Blended finance kan veel waarde toevoegen wanneer die specifiek wordt toegepast om grensverleggende investeringen mogelijk te maken die daadwerkelijk een hoger risicoprofiel hebben en waar de private sector nog niet aan meedoet. Denk daarbij aan de financiering van vernieuwende technologieën of investeringen in landen met een daadwerkelijk hoog risico. Wat betreft impact is het allemaal goed te meten, want doelen worden vooraf afgesproken en contractueel vastgelegd. Er worden hierover duidelijke rapportage-afspraken gemaakt tussen de ontwikkelingsbanken en de klanten. Indien nodig wordt door de banken technische assistentie gegeven als de leners niet goed in staat zijn consistente data te leveren. Wij zijn een SFDR artikel 9-fonds, dus die data moet op orde zijn.’

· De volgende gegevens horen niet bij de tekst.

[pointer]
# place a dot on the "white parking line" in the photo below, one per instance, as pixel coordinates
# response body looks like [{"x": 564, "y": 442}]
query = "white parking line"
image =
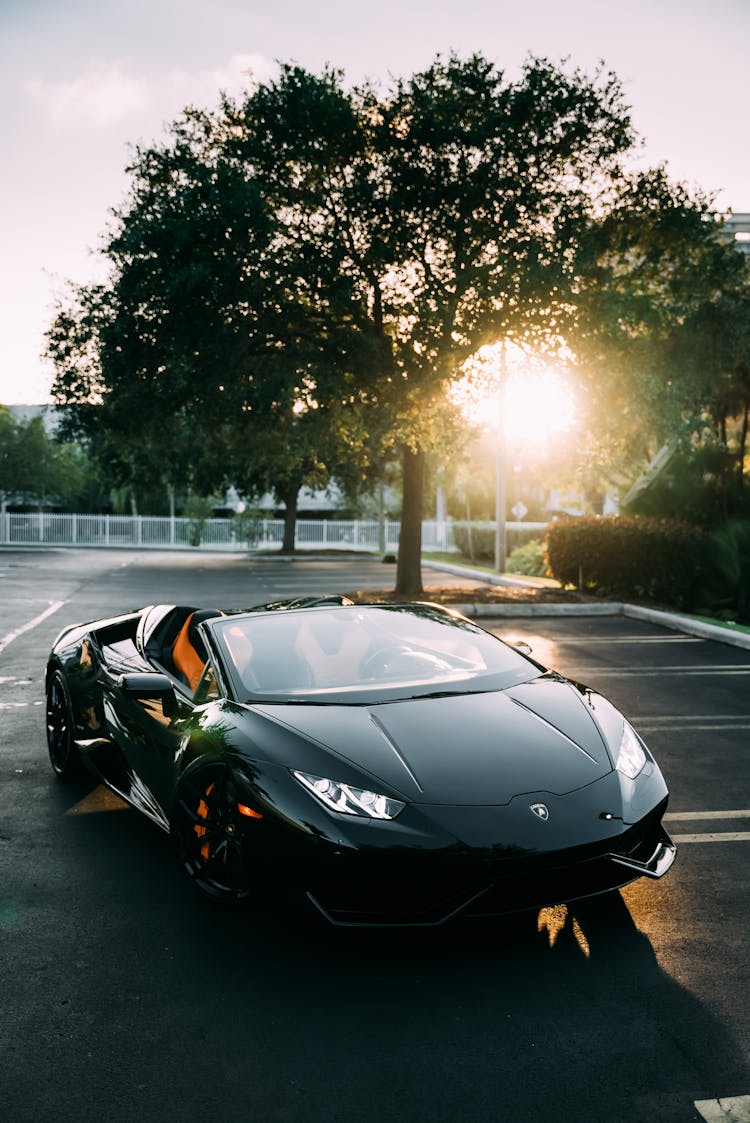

In hoeverre is aandacht voor de G van ESG mogelijk in opkomende landen?
‘Een goede governance is, naast waarborgen op het gebied van milieu- en sociale risico’s, cruciaal. Daarom hanteren wij bij iedere investering duidelijke, minimale standaarden voor goed bestuur, zoals diversiteit en onafhankelijke commissarissen, de inregeling van de compliance en de auditfunctie, de omgangsreglementen met minderheidsaandeelhouders, en transparante verslaglegging.
We krijgen ESG-data en -rapporten van de ontwikkelingsbanken, die wij vervolgens aan een eigen analyse onderwerpen. Als we vragen hebben, kunnen we die altijd terugkoppelen naar de ontwikkelingsbanken.’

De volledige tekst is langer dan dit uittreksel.